Alright, I think I've painted a clear enough picture for myself of what's going on.

There two factors at play here:

• My own misunderstanding of what the keyfunc argument did for groupby .
• The (much more interesting) story of how Python represents nan values within arrays and lists, which is best explained in this answer .

Explaining the keyfunc factor

From the documentation on groupby :

It generates a break or new group every time the value of the key function changes

From the documentation on np.isnan :

For scalar input, the result is a new boolean with value True if the input is NaN; otherwise the value is False.

Based on these two things, we deduce that when we set keyfunc as np.isnan , each element in the sequence passed to groupyby will be mapped to either True or False , depending on whether it is a nan or not. This means that the key function will only change at the boundary between nan elements and non- nan elements, and therefore that groupby will only split the sequence into contiguous blocks of nan and non- nan elements.

In contrast, the original function (which used groupby(sequence) if key is nan ) will use the identity function for keyfunc (its default value). This naturally leads into the nuances of nan identity which is explained below (and in the linked answer above), but the important point here is that the if key is nan will filter out all groups keyed on non- nan elements.

Explaining nuances in nan identity

As better explained in the answer I linked above, all instances of nan that occur within Python's built-in lists seem to be one and the same instance . In other words, all occurrences of nan in lists point to the same place in memory. In contrast to this, nan elements are generated on the fly when using numpy arrays and so are all separate objects.

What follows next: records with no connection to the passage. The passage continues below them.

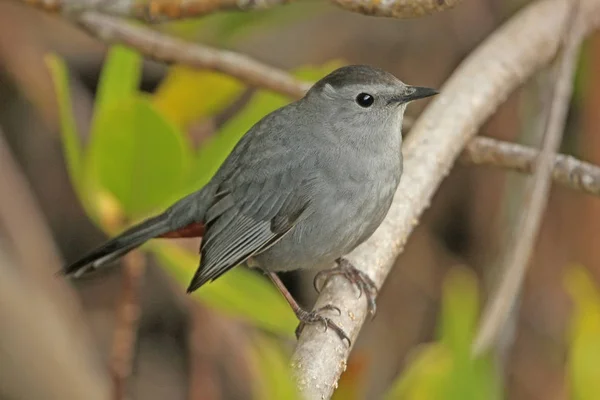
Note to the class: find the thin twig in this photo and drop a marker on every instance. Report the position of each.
(163, 48)
(401, 9)
(567, 170)
(168, 10)
(503, 62)
(127, 321)
(519, 252)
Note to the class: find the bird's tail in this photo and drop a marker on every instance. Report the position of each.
(182, 219)
(120, 245)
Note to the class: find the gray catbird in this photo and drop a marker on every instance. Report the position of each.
(304, 186)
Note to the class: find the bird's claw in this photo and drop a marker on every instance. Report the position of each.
(362, 281)
(315, 317)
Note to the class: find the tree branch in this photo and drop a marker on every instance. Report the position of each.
(167, 10)
(127, 322)
(161, 47)
(504, 61)
(401, 9)
(516, 258)
(171, 50)
(567, 170)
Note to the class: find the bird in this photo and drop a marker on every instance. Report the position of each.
(307, 184)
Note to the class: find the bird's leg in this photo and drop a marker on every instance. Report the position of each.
(357, 277)
(308, 317)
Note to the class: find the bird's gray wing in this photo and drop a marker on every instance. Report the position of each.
(258, 201)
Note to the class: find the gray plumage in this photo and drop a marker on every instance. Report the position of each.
(304, 186)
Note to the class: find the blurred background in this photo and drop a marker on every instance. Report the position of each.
(232, 340)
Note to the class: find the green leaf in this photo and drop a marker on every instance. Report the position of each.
(137, 156)
(214, 151)
(275, 375)
(70, 137)
(446, 369)
(187, 95)
(460, 308)
(119, 80)
(426, 377)
(584, 335)
(239, 292)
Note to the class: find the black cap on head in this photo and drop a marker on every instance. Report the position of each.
(356, 74)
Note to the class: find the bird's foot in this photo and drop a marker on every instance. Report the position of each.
(357, 277)
(315, 317)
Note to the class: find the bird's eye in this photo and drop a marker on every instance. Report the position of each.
(364, 100)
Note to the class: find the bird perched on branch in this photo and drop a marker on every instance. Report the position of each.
(303, 187)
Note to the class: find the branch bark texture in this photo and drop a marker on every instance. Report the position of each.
(168, 10)
(567, 170)
(535, 198)
(171, 50)
(480, 84)
(402, 9)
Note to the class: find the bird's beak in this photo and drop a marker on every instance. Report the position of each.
(417, 92)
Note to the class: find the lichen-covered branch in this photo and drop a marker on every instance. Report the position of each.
(567, 170)
(503, 62)
(402, 9)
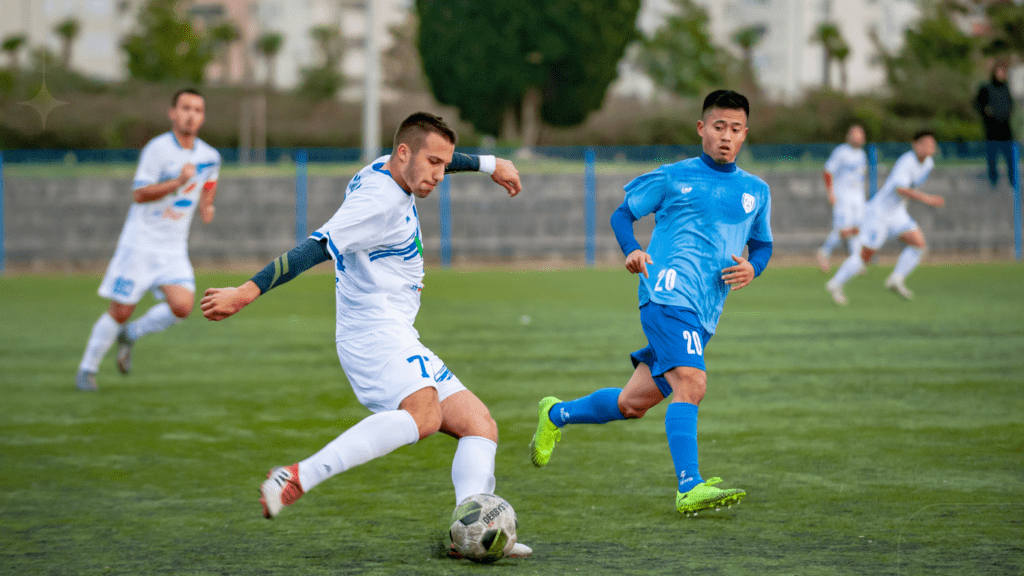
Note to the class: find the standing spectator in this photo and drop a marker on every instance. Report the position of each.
(176, 175)
(995, 105)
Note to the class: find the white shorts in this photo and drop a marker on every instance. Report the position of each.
(847, 213)
(880, 228)
(387, 366)
(132, 272)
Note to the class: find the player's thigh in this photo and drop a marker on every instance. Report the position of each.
(130, 274)
(176, 282)
(464, 414)
(675, 335)
(640, 394)
(913, 238)
(688, 383)
(903, 227)
(180, 298)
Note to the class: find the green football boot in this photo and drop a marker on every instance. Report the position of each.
(547, 434)
(705, 496)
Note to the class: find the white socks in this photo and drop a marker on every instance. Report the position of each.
(473, 467)
(104, 331)
(851, 266)
(908, 259)
(156, 319)
(371, 438)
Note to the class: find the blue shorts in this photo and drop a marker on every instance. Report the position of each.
(675, 337)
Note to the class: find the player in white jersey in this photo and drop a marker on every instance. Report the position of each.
(374, 241)
(176, 175)
(844, 175)
(886, 217)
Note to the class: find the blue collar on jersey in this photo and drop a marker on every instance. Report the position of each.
(380, 168)
(730, 167)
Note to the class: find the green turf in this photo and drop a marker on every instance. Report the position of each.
(883, 438)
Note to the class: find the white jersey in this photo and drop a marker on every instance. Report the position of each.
(374, 240)
(907, 172)
(162, 225)
(848, 166)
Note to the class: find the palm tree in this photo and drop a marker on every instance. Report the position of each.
(68, 31)
(269, 45)
(222, 36)
(12, 45)
(328, 39)
(828, 35)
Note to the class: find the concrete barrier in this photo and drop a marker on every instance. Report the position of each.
(74, 223)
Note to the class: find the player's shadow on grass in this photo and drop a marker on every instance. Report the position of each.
(962, 539)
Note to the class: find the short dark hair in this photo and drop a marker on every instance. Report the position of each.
(174, 98)
(726, 99)
(414, 129)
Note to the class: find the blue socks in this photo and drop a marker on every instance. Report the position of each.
(681, 427)
(598, 408)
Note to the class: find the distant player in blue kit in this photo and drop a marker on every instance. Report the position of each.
(375, 244)
(176, 176)
(706, 211)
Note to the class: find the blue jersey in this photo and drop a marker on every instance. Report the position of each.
(704, 215)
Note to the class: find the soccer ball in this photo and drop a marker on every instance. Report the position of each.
(483, 528)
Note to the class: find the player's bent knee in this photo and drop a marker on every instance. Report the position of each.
(631, 412)
(427, 424)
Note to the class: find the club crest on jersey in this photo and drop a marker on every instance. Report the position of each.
(749, 203)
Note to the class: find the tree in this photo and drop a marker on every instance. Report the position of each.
(268, 45)
(680, 55)
(323, 82)
(12, 45)
(932, 78)
(222, 36)
(68, 31)
(165, 46)
(828, 35)
(522, 62)
(748, 38)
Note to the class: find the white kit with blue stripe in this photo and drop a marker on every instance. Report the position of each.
(162, 225)
(374, 240)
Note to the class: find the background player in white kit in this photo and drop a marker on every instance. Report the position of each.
(177, 173)
(844, 175)
(886, 216)
(374, 241)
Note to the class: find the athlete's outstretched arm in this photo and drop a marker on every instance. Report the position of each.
(219, 303)
(923, 197)
(501, 170)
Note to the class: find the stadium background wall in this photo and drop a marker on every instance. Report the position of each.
(73, 223)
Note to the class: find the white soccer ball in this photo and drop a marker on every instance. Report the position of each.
(483, 528)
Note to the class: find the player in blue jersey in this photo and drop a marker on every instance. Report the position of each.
(176, 176)
(706, 211)
(886, 217)
(844, 175)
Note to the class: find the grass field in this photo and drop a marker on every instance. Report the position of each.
(884, 438)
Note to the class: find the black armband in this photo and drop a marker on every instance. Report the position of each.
(290, 264)
(463, 163)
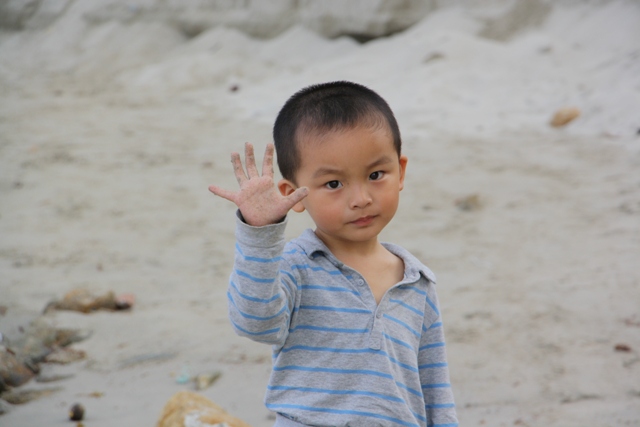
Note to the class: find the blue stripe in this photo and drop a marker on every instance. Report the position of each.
(308, 267)
(251, 316)
(252, 278)
(333, 371)
(349, 351)
(397, 341)
(325, 329)
(434, 345)
(440, 406)
(343, 412)
(336, 309)
(254, 299)
(256, 259)
(267, 332)
(401, 323)
(339, 392)
(330, 289)
(290, 276)
(439, 385)
(407, 306)
(433, 365)
(416, 290)
(330, 349)
(433, 306)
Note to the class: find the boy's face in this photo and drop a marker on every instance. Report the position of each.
(354, 178)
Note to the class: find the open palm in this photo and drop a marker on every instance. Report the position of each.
(258, 199)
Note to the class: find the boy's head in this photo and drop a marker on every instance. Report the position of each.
(328, 107)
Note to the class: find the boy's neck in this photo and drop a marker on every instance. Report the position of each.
(349, 251)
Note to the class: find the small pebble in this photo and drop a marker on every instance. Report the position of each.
(76, 413)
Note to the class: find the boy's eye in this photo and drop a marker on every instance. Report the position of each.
(376, 175)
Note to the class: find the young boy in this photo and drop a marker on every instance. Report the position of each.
(354, 323)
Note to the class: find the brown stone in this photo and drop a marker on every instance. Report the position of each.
(13, 373)
(563, 116)
(187, 407)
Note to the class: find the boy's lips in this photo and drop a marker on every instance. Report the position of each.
(365, 220)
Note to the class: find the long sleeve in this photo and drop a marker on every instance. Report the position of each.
(262, 289)
(434, 370)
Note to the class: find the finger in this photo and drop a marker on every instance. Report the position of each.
(297, 195)
(267, 162)
(250, 161)
(237, 168)
(221, 192)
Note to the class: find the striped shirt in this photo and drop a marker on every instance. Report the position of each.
(339, 358)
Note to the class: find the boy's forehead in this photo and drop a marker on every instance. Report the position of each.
(314, 136)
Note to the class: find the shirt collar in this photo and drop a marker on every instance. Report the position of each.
(312, 246)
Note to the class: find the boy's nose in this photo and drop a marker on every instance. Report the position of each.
(360, 197)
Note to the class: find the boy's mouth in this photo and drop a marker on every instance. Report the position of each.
(365, 220)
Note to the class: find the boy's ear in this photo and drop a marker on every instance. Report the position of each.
(287, 187)
(403, 168)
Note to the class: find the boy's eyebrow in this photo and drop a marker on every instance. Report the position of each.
(331, 171)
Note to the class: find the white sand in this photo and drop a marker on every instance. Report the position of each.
(111, 132)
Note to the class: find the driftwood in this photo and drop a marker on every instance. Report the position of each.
(188, 409)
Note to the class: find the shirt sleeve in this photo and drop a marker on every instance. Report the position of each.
(262, 288)
(434, 370)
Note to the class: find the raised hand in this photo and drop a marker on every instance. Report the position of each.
(259, 200)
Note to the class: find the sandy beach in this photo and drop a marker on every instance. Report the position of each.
(114, 120)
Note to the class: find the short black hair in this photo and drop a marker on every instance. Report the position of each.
(326, 107)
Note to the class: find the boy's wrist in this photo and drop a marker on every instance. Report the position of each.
(241, 218)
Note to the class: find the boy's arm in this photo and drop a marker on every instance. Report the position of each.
(262, 287)
(261, 296)
(434, 369)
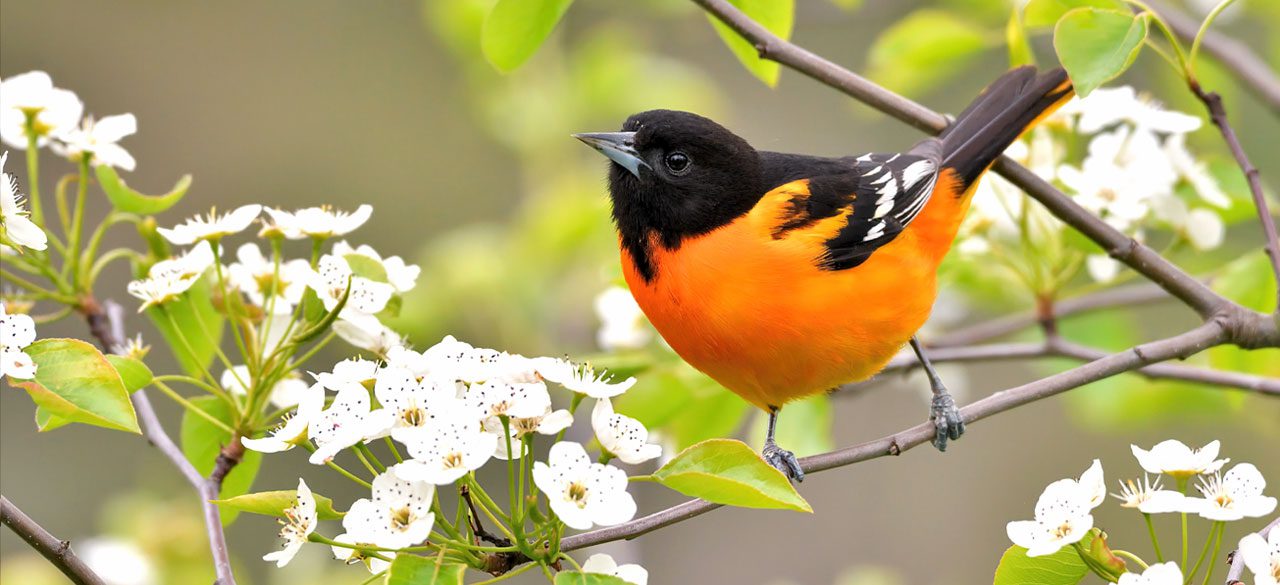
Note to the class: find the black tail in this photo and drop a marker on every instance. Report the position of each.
(996, 118)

This is demonstrated using the code below:

def longest_nan_run(sequence):
    print(id(nan))
    print([id(x) for x in sequence])
    return max((sum(1 for _ in group) for key, group in groupby(sequence) if key is nan), default=0)

When I run this using the list defined in the original question, I obtain this output (identical elements are highlighted):

[, , , 4436730432, 4435753536, 4436730432, 4436730192, 4436730048, 4436730432, 4436730552, , 4436730432]

On the other hand, array elements seem to be handled in memory very differently:

4343850232
[, 4357386720, , 4357386720, , 4357386720, , 4357386720, ,, 4357386720, , 4357386720]

The function seems to alternate between two separate locations in memory for storing these values. Notice that none of the elements are identical to the nan used in the filter condition.

Case Studies

We can now apply all this information we've gathered to the four separate cases used in the experiment to explain our observations.

Original function with lists

During this case, we use the default identity function as keyfunc , and we've seen that each occurrence of nan in lists are in fact all the same instance. The nan used in the filter conditional if key is nan is also identical to the nan elements in the list, causing groupby to break the list at appropriate places and only retain the groups containing nan . This is why this variant works and we obtain the correct result of 3 .

Original function with arrays

Again, we use the default identity function as keyfunc , but this time all nan occurrences - including the one in the filter conditional - point to different objects. This means that the conditional filter if key is nan will fail for all groups. Since we can't find the maximum of an empty collection, we fall back on the default value of 0 .

Modified function with lists and arrays

In both of these cases, we use np.isnan as keyfunc . This will cause groupby to split the sequence into contiguous sequences of nan and non- nan elements.

For the list/array we used for our experiment, the longest sequence of nan elements is [nan, nan, nan] , which has three elements, and the longest sequence of non- nan elements is [0.16, 1, 0.16, 0.9999, 0.0001, 0.16, 0.101] , which has 7 elements.

max will select the longer of these two sequences and return 7 in both cases.